秃子缩在门板后面,气急败坏地冲金毛招手。
“嘘,你给我滚进来!”
“闭嘴,你懂什么,在这样的雨天,他根本不可能打中第二枪。。。。。。我说的对吗,该死的印第安人!你现在是不是在雨中瑟瑟发抖,乞求你们的神保佑你的屁股。。。。。。”
“piu!”
金毛的后脑勺朝后喷出了脑浆子,溅在了消烟门上,秃子和龅牙吓得倒吸冷气,秃子更是情绪失控地喊道:
“狗屎,这怎么可能!”
“闭嘴,把油灯关掉、蜡烛吹掉!”
龅牙是四人当中最清醒的,对方可比他们想象的要厉害得多,他现在唯一能做的也就是减少他们的劣势,尽量和对方拖延,只要拖延到白天,他们还是机会的。
“你在这里拖住他,我去后面偷袭他!”
龅牙冲秃子翻了翻白眼,你哄鬼呢,平时你胆小如鼠,现在跟我充什么大尾巴鹰,他啐了秃子一口唾沫,吹灭了最后一盏蜡烛,只听见秃子喘着粗气朝后面跑去,雨声中传来一声脆响,秃子噗通一声趴倒在黑暗中,大喊大叫起来:
“草,我的屁股,我的屁股~啊~”
龅牙连忙捂住了自己的嘴巴,基督耶稣啊,这都能打中!难道他是撒旦派到人间来的使者吗?惊恐中龅牙垫着手脚朝后门摸去,秃子躺在地板上哀嚎,伸手乱抓,黑暗中抓住了龅牙的裤脚,整个身体都向着龅牙卷缩过来,嘴里喊着:
“救我,救我~”
“放开我,放开我,我叫你放手~”
“哇~你打我的鼻子,啊~你个狗娘养的打我的鼻子!”
“pond!”
龅牙破口大骂了一句俚语,抽出腿,挣脱秃子的怀抱,拉开酒店的后门,跑入了茫茫大雨中。
“该死,该死,你这个胆小的懦夫!”
秃子骂着龅牙,趴在尿渍血渍浸染的地板上颤抖着朝着后门爬去,他可不想死在野蛮的印第安人手中,印第安人割头皮的手段他可是亲眼见过的,那麻利地如同抹脖子一样的动作,一个熟练的印第安人可以在五秒钟内割掉一块完整的头皮,一想到这里,差点把他的屎尿都吓出来。
黄厉收起燧发枪,重新背在背上,抽出匕首和登山镐,朝着酒馆走去,一个行色匆匆的人影从黑暗中闯过来,是那个被吓坏了小伙子。
他回到仓库取出了自己的长枪,在一片枪声中慌慌忙忙地跑回来,根本没有来得及仔细的观察,也许是猥琐男那句话点醒了他,想要分一杯羹,就得有贡献,于是这个被金钱蒙蔽了双眼的家伙,便急匆匆地跑来加入战团。
当他跑到酒馆门口时,刚巧碰到了黄厉,青涩的脸上冒出了苍白的汗珠,急急忙忙地抬起枪口,准备就近给黄厉一枪,在他慌忙火气地行动过程中,黄厉把匕首扔了过去,匕首轻松地戳进了他的胸膛,他也扣动了扳机,子弹打在黄厉身后半米远的地方,而他则滑倒在了酒馆门口。
黄厉走过去,拔出了匕首,小伙子还没死透,嘴皮颤抖着想要说点什么临终遗言,黄厉却不想给他这个机会,轻轻地在他脖子上一划,他就只剩下了呼和和的抽气声。
“我的腿,我的腿。
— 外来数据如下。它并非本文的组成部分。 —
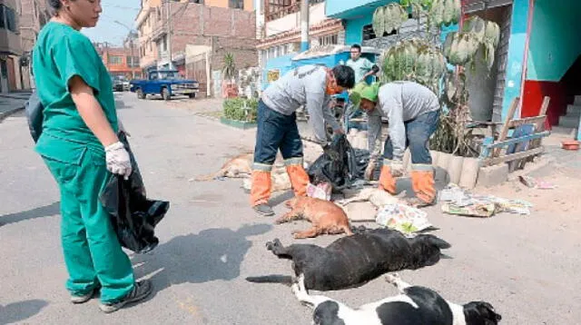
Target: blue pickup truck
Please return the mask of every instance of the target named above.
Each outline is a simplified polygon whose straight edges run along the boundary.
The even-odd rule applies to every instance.
[[[195,80],[182,79],[177,70],[151,71],[147,80],[132,80],[130,90],[137,98],[145,99],[148,94],[159,94],[169,101],[172,96],[186,95],[195,98],[200,84]]]

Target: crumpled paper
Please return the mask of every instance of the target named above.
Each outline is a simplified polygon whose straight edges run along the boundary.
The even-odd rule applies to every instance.
[[[307,184],[307,196],[310,198],[330,201],[333,186],[330,182],[321,182],[317,185]]]
[[[432,226],[428,213],[402,203],[387,204],[379,212],[375,222],[404,234],[424,231]]]
[[[494,195],[470,193],[456,184],[448,184],[439,193],[442,212],[472,217],[489,218],[498,212],[530,214],[533,204],[523,200],[508,200]]]

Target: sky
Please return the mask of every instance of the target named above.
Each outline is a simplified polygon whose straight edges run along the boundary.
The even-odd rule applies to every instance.
[[[94,28],[84,28],[83,34],[94,42],[109,42],[123,44],[129,31],[115,21],[135,28],[134,21],[139,13],[141,0],[102,0],[103,13]]]

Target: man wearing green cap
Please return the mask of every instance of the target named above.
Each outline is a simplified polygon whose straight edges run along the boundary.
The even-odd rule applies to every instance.
[[[386,118],[389,124],[379,188],[395,194],[394,177],[403,175],[403,153],[409,147],[413,190],[418,199],[431,204],[436,198],[436,190],[428,142],[438,128],[440,110],[438,96],[419,84],[392,82],[381,86],[378,83],[360,85],[353,89],[351,97],[368,114],[368,141],[371,153],[376,152],[376,141],[381,134],[381,118]],[[372,153],[366,174],[373,171],[376,160]]]

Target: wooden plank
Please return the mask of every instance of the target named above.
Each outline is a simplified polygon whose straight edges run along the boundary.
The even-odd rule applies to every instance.
[[[541,146],[538,148],[535,148],[535,149],[531,149],[531,150],[527,150],[526,152],[522,152],[522,153],[513,153],[513,154],[507,154],[505,156],[501,156],[501,157],[495,157],[495,158],[488,158],[483,161],[483,165],[484,166],[493,166],[495,164],[498,164],[500,162],[512,162],[517,159],[523,159],[523,158],[527,158],[527,157],[530,157],[536,154],[539,154],[542,153],[545,151],[545,147]]]
[[[508,115],[507,115],[507,121],[505,124],[502,126],[502,131],[500,132],[500,135],[498,136],[498,141],[503,142],[507,140],[507,134],[508,134],[508,123],[512,121],[512,118],[515,116],[515,113],[517,112],[517,107],[518,107],[518,103],[520,103],[520,97],[516,97],[512,100],[510,103],[510,108],[508,109]],[[500,148],[497,148],[492,153],[493,157],[497,157],[500,153]]]
[[[539,132],[537,133],[532,133],[532,134],[528,134],[528,135],[525,135],[525,136],[519,136],[517,138],[514,138],[514,139],[508,139],[508,140],[505,140],[502,142],[496,142],[492,144],[488,144],[488,148],[492,149],[492,148],[496,148],[496,150],[499,150],[502,147],[506,147],[507,145],[510,145],[510,144],[515,144],[515,143],[524,143],[526,141],[530,141],[533,139],[540,139],[540,138],[544,138],[546,136],[548,136],[551,133],[548,131],[543,131],[543,132]]]
[[[547,115],[525,117],[524,119],[510,121],[508,127],[511,128],[511,127],[518,127],[525,124],[535,124],[536,127],[538,129],[538,123],[544,124],[545,120],[547,120]]]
。。。。。我的屁股,我的屁股。。。。。。”
猥琐男和秃子一内一外交相呼应地嚎叫着,黄厉走过去,很干脆的一人脑门上给了一镐头,什么生死存亡之际潜力爆发生死一搏之类的,在事实面前都是这么地苍白无力,两人就像到了岸上蹦跶了很久的海鱼一般,除了惨叫什么就是垂死中的胡乱扑腾。
他来到风雨飘摇的后门,取下燧发枪,黑暗中,镇子后面的荒草地里,龅牙正在舍生忘死地朝着河边逃去。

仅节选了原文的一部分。